# [FreeNAS] Local NSM refuses to monitor ...



## deanac (Nov 21, 2011)

On my console screen I have the following message:


```
freenas rpc.statd: Invalid hostname on sm_mon:FrontOffice
freenas kernel: Local NSM refuses to monitor FrontOffice
```

FrontOffice is running Kubuntu 10.04LTS and is accessing FreeNAS 8.0.2 x32 via NFS. My NAS box has 2 mirrored 500MB HD's, AMD Duron processor, and 2 gig's of ram. I also have a Windows PC running XP and accessing the NAS with CIFS. I upgraded from 7 to 8.0 and as far as I know these error messages started with the update to 8.0

I can write to and read from the NAS from both computers and there does not appear to be any operational problems.
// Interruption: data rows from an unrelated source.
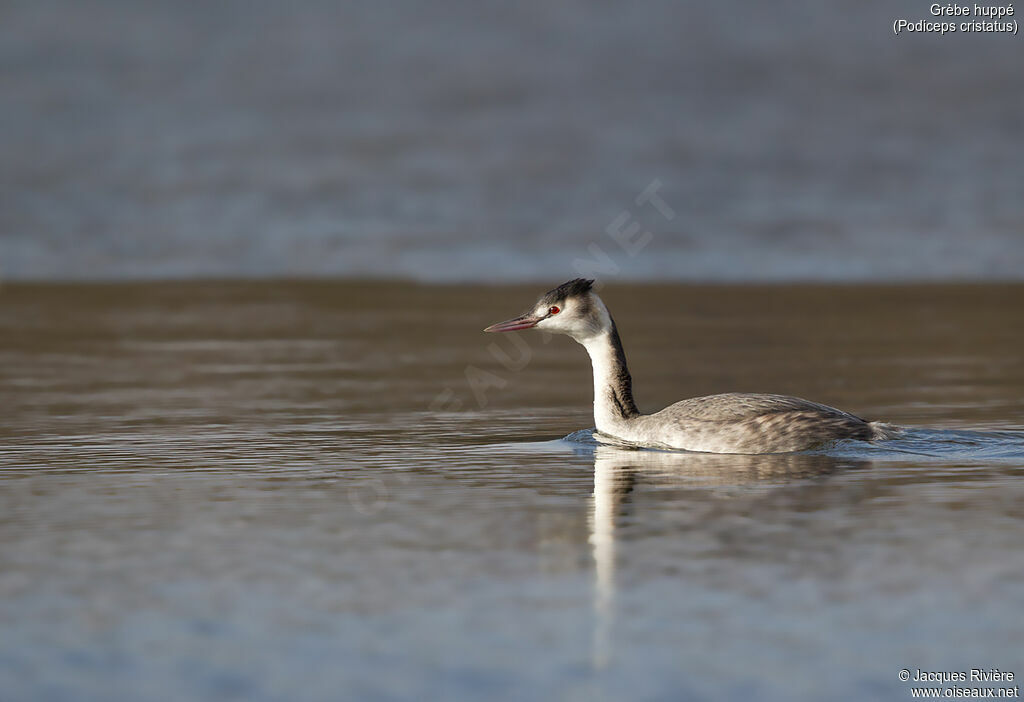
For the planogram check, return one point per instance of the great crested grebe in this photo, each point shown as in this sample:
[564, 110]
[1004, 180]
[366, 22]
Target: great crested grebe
[731, 423]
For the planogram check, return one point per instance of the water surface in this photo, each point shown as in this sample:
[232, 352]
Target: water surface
[309, 491]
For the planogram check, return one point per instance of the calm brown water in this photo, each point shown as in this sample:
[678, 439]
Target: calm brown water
[312, 491]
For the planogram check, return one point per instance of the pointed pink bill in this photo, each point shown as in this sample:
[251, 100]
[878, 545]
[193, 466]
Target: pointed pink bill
[524, 322]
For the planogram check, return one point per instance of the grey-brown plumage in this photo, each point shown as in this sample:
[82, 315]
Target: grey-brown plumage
[731, 423]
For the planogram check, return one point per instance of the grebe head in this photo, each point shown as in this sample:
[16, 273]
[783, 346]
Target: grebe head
[572, 309]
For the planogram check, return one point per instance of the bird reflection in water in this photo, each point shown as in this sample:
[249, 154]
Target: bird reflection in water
[616, 474]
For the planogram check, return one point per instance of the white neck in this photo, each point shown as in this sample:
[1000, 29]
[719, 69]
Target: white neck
[613, 403]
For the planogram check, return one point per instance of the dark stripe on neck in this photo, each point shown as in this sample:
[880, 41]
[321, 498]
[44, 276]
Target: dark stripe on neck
[621, 383]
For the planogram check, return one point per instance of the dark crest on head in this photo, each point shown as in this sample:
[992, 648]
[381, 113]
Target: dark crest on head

Do I need to do something to correct this or can I ignore it?


----------



## DutchDaemon (Nov 21, 2011)

Disclaimer: Topics about PC-BSD | *FreeNAS* | DesktopBSD | m0N0WALL | pfSense | Debian GNU/kFreeBSD


----------



## deanac (Nov 21, 2011)

*Local NSM refuses to monitor ...*

From your post I am not sure if I did something wrong. I get the impression that you think my problem should be posted on the FreeNAS forum. I appreciate your input. I believe this is an underlying network configuration problem and that is why I posted here. If you believe this to be a FreeNAS issue I wish you would simply say so. Otherwise, I appreciate all help in resolving this issue.


----------



## SirDice (Nov 22, 2011)

The first message is related to DNS or more specifically name resolving.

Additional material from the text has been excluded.